Conta-nos D. Adelaide que criou os filhos Teodoro, Elviro (doente mental, desencarnado em Uberaba, em 1955, após internamento em hospital psiquiátrico), Maria, Adelícia, Emília, Eurípedes e Lúcia “agarrada ao cabo de uma enxada”; que Lúcia sofria alucinações visuais e auditivas e, com nove anos de idade, “foi incorporada pelo espírito do irmão Elviro (sic)”, sendo sempre nervosa, mas muito estimada; que cursava o terceiro ano primário e havia sido convidada para ser novenária no dia 8 das festas que se realizaram de 30 de abril a 9 de maio de 1971, em Vicentinópolis, festas de São Sebastião e São Vicente; que ia comprar o vestido para as festividades, mas resolveu comprar o tóxico que a levou do corpo, um inseticida de largo uso nos meios agropecuários, nada deixando escrito.

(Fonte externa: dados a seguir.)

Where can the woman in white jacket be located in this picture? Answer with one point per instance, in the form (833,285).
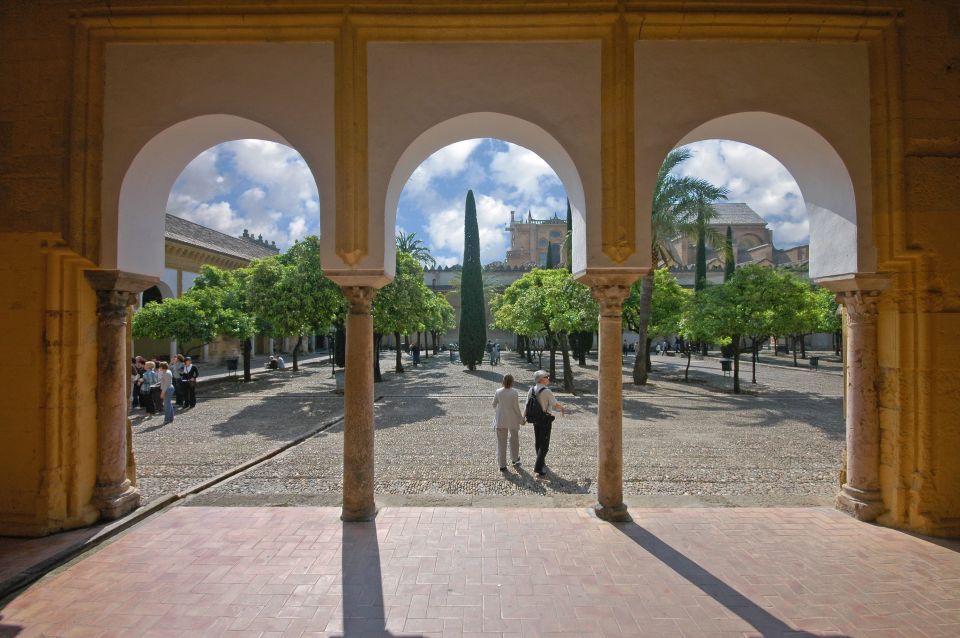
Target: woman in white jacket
(507,421)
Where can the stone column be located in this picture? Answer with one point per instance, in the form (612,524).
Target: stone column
(358,503)
(113,495)
(860,494)
(610,504)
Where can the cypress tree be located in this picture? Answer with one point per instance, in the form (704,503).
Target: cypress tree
(731,264)
(473,316)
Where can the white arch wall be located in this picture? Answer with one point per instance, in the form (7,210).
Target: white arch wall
(174,101)
(736,90)
(542,95)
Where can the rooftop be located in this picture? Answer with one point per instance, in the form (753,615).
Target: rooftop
(736,213)
(187,232)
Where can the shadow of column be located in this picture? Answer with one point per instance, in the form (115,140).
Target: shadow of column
(761,620)
(362,587)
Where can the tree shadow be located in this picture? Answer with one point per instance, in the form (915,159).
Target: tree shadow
(758,617)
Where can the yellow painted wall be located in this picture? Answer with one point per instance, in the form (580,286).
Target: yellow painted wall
(48,417)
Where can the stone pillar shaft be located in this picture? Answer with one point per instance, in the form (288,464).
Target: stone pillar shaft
(113,494)
(610,504)
(358,424)
(860,495)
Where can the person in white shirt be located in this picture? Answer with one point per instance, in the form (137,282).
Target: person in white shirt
(166,392)
(542,429)
(506,422)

D. Adelaide, dentro de sua humildade, não havia revelado o fato a ninguém e, durante todo o tempo da sessão habitual da Comunhão Espírita Cristã, limitou-se a ouvir e a ouvir e, num mutismo completo, que só rompeu em pranto, quando ouviu as palavras iniciais da mensagem: “Querida mamãe, estou aqui pedindo o seu perdão e a sua bênção”, palavras que só poderiam ser de sua filha, já que em pensamento pedira a Deus que lhe trouxesse a prova de que Deus existe e a sua filha também, mesmo depois de ingerir dose mortal de veneno.

Com lágrimas nos olhos, servindo-se de sua linguagem característica, D. Adelaide não se cansava de repetir:

— “Que Deus abençoe a mediunidade de Chico Xavier! Que Deus abençoe Allan Kardec e Chico Xavier!”